Die Gäste begannen die Partie erstaunlich zurückhaltend. Trainer Bruno Labbadia hatte anscheinend eine Kontertaktik angeordnet, statt mutig nach vorne zu spielen und eine eventuelle Verunsicherung der Gastgeber nach den letzten Misserfolgen auszunutzen.

Die Hamburger, die zuletzt drei Niederlagen hintereinander ohne eigenen Torerfolg einstecken mussten, übernahmen die Initiative und befanden sich ständig im Vorwärtsgang.

Stuttgart rückwärts gewandt

Klare Chancen gab es gegen die aufmerksam verteidigenden Schwaben zunächst allerdings nicht.

In der 14. Minute tauchte Charles Takyi vor Torwart Sven Ulreich auf, wurde allerdings wegen einer Abseitsstellung von Schiedsrichter Thorsten Kinhöfer zurückgepfiffen.

Max Kruse wurde in der 19. Minute im letzten Moment abgeblockt, bevor nur eine Szene später Boll einen langen Flankenball von Fin Bartels verwandeln konnte.

Ausgleich aus der Distanz

Erst danach wachten die Gäste auf. Vor dem Ausgleich rettete St. Paulis Torwart Thomas Kessler in der 22. Minute zweimal glänzend gegen Shinji Okazaki und Tamas Hajnal.

Bei dem unbedrängten Schuss von Kuzmanovic aus etwa 30 Metern in die untere rechte Ecke sah er jedoch nicht gut aus - wie die ganze Abwehr, die bei der Freistoßvorlage von Hajnal nicht wach war.

Verhängnisvolle Belastung

Danach spielten beide Teams mit hohem Tempo weiter nach vorne und suchten die Entscheidung. Strafraumszenen gab es auf beiden Seiten.

Die Hausherren kamen nach der Pause wiederum besser ins Spiel, die Stuttgarter Hintermannschaft sah dabei nicht immer sattelfest aus.
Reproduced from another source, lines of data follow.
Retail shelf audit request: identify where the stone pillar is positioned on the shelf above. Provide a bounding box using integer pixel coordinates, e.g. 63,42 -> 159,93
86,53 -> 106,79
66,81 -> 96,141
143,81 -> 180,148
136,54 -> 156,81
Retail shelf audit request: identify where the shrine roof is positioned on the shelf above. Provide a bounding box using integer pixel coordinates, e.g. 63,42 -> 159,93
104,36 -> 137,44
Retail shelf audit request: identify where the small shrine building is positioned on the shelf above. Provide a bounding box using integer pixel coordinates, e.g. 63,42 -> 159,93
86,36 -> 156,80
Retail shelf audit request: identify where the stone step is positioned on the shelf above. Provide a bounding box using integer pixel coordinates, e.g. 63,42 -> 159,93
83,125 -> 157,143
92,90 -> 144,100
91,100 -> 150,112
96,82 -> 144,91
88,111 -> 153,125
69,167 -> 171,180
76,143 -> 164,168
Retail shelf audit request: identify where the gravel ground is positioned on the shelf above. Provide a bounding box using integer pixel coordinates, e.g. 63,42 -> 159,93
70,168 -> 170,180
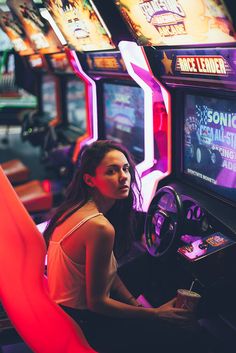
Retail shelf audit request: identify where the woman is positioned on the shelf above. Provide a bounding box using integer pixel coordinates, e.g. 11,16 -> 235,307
45,140 -> 204,353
Florian Bruns, Dennis Daube und Kruse konnten sich jedoch im Strafraum zunächst nicht entscheidend durchsetzen. Auf der anderen Seite hielt Kessler (67.) einen weiteren gefährlichen Freistoß von Kuzmanovic.

Bei Schipplocks Treffer war verhängnisvoll, dass Gegenspieler Markus Thorandt akut gelb-rot-gefährdet war und sich ihm nicht entscheidend entgegenstellte.